A LA LUZ DEL DÍA
La jornada de la Mínima con todas las ocupaciones que vuelven a ritmar cotidianamente su vida monástica, se resumen así: pero sigámosla a punta pies.
Se levanta rápida, al toque de la primera campana, de madrugada. Alguien la espera: Jesús, su Esposo, por el cual lo ha dejado todo y lo ha seguido. Ahora, en su Casa, le canta las divinas alabanzas e implora gracia y misericordia para sí y para todos los hermanos cercanos y lejanos, que inician su dura jornada.
Después de los Laudes litúrgicos se recoge en silenciosa oración, la oración del corazón y la atención amorosa, en preparación a la comunión con Jesús en la celebración eucarística. Cada día Él la invita a su divino banquete para nutrirla de Sí y darle fuerza y ánimos para su misión cotidiana.
La pobreza abrazada por su amor la llama, luego, a unirse a cuantos se ganan el pan con el sudor de la frente. También ella obedece a esta común ley, pero su trabajo - costura, bordado, confección de paramentos sagrados, quehaceres domésticos, etcétera - no le impide de quedar unida a Dios, en la atmósfera de silencio que envuelve, en el monasterio, todas las cosas. Y mientras las manos se mueven con prontitud, el corazón no deja de amar, de alabar, de interceder, de reparar y de agradecer... Se le ve en el rostro sereno y extendido, en la mirada abierta sobre el infinito, en la sonrisa fraterna que le florece sobre los labios al acercarse una hermana necesitada de su colaboración profesional.
Pero... también la Mínima toma su alimento diario, para restablecer sus fuerzas, pero propias del régimen cuaresmal. (Mt 3, 8).
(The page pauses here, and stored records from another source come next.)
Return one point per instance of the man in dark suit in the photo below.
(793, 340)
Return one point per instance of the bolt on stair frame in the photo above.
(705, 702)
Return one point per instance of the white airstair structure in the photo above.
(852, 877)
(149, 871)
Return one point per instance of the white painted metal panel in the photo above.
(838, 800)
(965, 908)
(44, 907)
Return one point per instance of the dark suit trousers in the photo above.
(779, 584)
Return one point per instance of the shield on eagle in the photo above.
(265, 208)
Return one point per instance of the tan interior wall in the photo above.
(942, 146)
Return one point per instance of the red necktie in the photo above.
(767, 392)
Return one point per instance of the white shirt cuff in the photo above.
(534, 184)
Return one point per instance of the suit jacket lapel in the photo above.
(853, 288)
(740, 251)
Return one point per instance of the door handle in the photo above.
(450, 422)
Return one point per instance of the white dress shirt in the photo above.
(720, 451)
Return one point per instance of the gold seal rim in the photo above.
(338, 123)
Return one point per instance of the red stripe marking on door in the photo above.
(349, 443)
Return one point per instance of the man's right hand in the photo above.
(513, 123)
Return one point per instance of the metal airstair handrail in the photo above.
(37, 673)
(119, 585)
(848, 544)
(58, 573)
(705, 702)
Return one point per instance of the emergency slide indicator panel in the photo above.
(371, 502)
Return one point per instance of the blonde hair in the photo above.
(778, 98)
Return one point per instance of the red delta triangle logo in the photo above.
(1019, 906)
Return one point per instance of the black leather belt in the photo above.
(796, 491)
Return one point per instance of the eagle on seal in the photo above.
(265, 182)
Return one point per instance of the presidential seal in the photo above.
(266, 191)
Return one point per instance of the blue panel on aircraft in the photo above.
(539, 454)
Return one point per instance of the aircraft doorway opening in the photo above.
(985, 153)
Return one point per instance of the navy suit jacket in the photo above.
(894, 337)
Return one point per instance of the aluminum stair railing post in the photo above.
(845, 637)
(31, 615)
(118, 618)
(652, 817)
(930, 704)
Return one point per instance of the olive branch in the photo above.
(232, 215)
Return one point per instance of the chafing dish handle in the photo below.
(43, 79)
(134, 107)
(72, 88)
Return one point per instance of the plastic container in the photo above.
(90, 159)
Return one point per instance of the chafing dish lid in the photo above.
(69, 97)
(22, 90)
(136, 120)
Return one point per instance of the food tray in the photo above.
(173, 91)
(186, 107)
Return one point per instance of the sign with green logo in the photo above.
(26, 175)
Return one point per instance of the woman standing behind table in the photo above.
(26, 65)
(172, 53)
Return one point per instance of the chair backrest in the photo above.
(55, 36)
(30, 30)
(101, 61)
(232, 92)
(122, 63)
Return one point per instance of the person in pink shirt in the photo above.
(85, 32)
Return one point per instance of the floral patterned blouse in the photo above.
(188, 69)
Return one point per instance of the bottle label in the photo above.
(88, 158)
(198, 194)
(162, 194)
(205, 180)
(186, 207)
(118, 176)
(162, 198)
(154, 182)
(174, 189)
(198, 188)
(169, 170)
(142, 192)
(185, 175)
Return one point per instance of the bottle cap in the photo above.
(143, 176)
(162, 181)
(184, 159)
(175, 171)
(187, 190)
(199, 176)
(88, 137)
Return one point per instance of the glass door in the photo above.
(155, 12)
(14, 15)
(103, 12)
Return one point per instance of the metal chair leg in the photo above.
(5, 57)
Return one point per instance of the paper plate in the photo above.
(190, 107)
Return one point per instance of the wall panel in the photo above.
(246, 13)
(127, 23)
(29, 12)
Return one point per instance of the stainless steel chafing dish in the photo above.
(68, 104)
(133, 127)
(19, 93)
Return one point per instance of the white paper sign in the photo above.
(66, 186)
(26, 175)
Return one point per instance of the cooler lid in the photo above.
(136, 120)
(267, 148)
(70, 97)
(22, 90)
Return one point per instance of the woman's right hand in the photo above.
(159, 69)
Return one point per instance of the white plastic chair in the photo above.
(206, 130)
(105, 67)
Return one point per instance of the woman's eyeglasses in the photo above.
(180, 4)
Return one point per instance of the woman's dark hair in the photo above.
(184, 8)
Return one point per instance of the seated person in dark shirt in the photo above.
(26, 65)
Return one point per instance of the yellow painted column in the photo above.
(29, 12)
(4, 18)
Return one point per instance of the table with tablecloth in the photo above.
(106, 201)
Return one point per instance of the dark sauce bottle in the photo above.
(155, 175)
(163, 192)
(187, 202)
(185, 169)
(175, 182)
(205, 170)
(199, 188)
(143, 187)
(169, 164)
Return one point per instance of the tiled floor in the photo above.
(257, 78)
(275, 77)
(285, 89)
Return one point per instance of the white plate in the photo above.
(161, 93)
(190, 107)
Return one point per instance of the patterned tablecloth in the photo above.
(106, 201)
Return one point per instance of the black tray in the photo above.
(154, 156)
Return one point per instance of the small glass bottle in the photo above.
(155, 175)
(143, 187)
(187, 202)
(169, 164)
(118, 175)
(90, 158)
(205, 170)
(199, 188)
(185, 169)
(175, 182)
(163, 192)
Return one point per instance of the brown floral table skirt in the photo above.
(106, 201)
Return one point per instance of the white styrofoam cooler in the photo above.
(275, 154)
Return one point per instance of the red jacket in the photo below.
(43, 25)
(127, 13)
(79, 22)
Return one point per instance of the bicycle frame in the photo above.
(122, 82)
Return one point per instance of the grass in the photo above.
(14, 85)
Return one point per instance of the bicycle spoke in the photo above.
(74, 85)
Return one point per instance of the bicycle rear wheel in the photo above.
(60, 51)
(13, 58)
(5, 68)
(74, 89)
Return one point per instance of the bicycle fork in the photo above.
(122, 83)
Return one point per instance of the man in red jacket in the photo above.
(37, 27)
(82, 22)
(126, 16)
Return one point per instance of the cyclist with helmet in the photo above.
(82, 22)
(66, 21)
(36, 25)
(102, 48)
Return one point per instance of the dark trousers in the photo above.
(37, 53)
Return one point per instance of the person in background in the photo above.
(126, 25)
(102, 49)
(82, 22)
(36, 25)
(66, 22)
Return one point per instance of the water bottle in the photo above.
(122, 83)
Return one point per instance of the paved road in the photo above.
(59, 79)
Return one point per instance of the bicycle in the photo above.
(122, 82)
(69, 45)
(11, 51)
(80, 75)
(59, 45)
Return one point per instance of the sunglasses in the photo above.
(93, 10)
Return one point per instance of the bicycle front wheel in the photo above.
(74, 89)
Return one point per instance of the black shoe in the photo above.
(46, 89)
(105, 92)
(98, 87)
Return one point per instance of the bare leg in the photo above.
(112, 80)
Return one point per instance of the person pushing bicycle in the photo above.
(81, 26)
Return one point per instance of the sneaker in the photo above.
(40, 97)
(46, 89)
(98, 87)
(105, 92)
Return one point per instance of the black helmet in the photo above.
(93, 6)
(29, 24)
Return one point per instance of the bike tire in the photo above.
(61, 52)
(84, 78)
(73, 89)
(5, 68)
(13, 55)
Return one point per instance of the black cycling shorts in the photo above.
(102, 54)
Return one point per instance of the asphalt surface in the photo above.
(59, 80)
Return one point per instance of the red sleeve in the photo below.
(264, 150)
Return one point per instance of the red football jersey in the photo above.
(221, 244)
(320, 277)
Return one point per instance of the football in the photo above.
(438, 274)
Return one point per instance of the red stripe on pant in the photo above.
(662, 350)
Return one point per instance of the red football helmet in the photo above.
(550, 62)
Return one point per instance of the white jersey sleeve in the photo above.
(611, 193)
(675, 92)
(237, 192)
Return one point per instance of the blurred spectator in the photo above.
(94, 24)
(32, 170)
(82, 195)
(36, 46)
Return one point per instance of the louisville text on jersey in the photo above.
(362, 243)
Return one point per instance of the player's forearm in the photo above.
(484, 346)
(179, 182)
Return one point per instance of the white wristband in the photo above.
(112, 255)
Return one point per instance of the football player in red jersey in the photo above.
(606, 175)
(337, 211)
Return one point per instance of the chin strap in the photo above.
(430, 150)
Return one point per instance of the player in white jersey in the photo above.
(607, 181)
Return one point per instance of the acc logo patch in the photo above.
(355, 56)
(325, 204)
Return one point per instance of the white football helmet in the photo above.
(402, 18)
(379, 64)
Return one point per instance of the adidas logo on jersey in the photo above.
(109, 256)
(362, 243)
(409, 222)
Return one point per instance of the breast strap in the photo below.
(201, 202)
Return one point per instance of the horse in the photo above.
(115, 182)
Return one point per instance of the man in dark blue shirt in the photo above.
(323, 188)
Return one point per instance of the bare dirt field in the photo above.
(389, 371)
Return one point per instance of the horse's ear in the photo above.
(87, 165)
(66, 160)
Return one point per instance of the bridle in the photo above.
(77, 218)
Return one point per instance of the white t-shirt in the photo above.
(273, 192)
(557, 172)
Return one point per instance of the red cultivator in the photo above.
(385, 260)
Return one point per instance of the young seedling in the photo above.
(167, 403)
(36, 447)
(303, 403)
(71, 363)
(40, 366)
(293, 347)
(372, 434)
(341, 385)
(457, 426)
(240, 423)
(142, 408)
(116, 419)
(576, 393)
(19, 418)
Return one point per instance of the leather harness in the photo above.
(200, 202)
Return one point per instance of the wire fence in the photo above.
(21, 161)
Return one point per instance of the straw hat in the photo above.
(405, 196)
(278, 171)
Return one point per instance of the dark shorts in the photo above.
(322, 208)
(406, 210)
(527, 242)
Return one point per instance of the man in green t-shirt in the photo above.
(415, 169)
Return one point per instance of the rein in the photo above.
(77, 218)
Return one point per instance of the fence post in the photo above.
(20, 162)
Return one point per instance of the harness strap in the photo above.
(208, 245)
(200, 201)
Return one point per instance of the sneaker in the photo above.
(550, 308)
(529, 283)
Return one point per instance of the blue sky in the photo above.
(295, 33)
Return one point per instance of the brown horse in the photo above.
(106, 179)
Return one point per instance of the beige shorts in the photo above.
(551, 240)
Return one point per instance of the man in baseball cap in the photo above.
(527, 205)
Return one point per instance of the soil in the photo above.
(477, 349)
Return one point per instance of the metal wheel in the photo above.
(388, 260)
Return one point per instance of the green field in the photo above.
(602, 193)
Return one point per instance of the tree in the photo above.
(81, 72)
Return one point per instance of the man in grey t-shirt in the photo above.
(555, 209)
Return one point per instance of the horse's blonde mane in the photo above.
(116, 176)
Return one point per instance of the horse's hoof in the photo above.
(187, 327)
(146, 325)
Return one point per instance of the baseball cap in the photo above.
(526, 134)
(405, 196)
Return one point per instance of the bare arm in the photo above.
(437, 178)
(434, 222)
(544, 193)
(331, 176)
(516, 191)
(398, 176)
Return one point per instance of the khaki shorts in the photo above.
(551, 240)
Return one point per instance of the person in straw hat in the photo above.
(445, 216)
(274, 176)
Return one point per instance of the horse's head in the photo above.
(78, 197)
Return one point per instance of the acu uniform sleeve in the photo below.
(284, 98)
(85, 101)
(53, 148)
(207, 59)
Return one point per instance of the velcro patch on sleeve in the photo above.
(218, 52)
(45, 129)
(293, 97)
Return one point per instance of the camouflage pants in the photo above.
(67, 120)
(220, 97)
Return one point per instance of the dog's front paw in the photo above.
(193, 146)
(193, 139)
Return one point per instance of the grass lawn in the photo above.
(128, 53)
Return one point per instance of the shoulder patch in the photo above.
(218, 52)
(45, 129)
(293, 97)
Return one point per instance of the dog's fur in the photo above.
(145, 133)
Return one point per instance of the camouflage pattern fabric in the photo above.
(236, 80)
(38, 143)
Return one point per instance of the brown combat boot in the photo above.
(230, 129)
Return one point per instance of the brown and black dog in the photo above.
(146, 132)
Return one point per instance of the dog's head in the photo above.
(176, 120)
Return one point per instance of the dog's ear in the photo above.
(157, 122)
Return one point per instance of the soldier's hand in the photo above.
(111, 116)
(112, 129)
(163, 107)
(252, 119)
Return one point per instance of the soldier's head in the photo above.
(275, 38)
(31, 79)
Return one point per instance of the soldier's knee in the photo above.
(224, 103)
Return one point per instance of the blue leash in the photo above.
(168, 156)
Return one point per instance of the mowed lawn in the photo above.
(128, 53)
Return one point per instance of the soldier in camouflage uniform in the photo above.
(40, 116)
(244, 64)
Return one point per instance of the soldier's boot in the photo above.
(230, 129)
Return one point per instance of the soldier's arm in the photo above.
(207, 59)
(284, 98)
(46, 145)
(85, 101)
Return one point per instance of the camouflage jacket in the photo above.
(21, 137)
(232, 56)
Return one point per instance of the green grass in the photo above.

¿Y luego? Luego viene el tiempo libre. ¿Hay un bonito sol en jardín? Ella se encuentra allá, entre los caminos orillados de plantas floridas. Observa, arregla, saca la hierba que las está ahogando... ¡Cuánto le hablan del Creador! Las flores más bonitas serán para Él, delante del tabernáculo, como oferta del amor de su corazón enamorado. Luego se recoge en su celda y allí lee o medita, y descansa... hasta que un nuevo toque de campana la invita a volver a Jesús para la alabanza postmeridiana y de su corazón filial nace, férvida y piadosa, la oración del rosario a la dulce Virgen del Amor Hermoso, la Madre de todas, que parece sonreír a cada una con su bendición.
Otra campanada y... ¿que sucede? La quietud y el silencio que reinaba por todas partes en el monasterio, vienen temporalmente suspendidos: un zumbido de voces, primero sumisas, después más vivarachas, mixtas a cantos o a excoriar de sonrisas..., ¡y es el recreo! Sí, se necesita también esto. Es el momento de más intensa fraternidad, en el cual se piensa, se habla, se sonríe con todas. Hay cosas que decir o que escuchar y todo se comparte con todas y de corazón. ¡Como es bonito que las hermanas vivan unidas!
Otro toque y todas vuelven silenciosas y recogidas al propio trabajo o oficio. ¡Pero siempre están unidas! Es la caridad de Cristo que no deja de unirlas en un corazón solo y un alma sola.
Por la tarde encontramos de nuevo a la Mínima en el coro, para cantar en Vísperas, su agradecimiento a Dios por las alegrías y las eventuales penas del día ya pasado: también en nombre de todos los hermanos y hermanas que están en el mundo.
En fin, silenciosa, se retira en su celda a recibir el merecido descanso. Pero si el cuerpo duerme, el corazón vela: ¡vela de amor por Jesús su Esposo!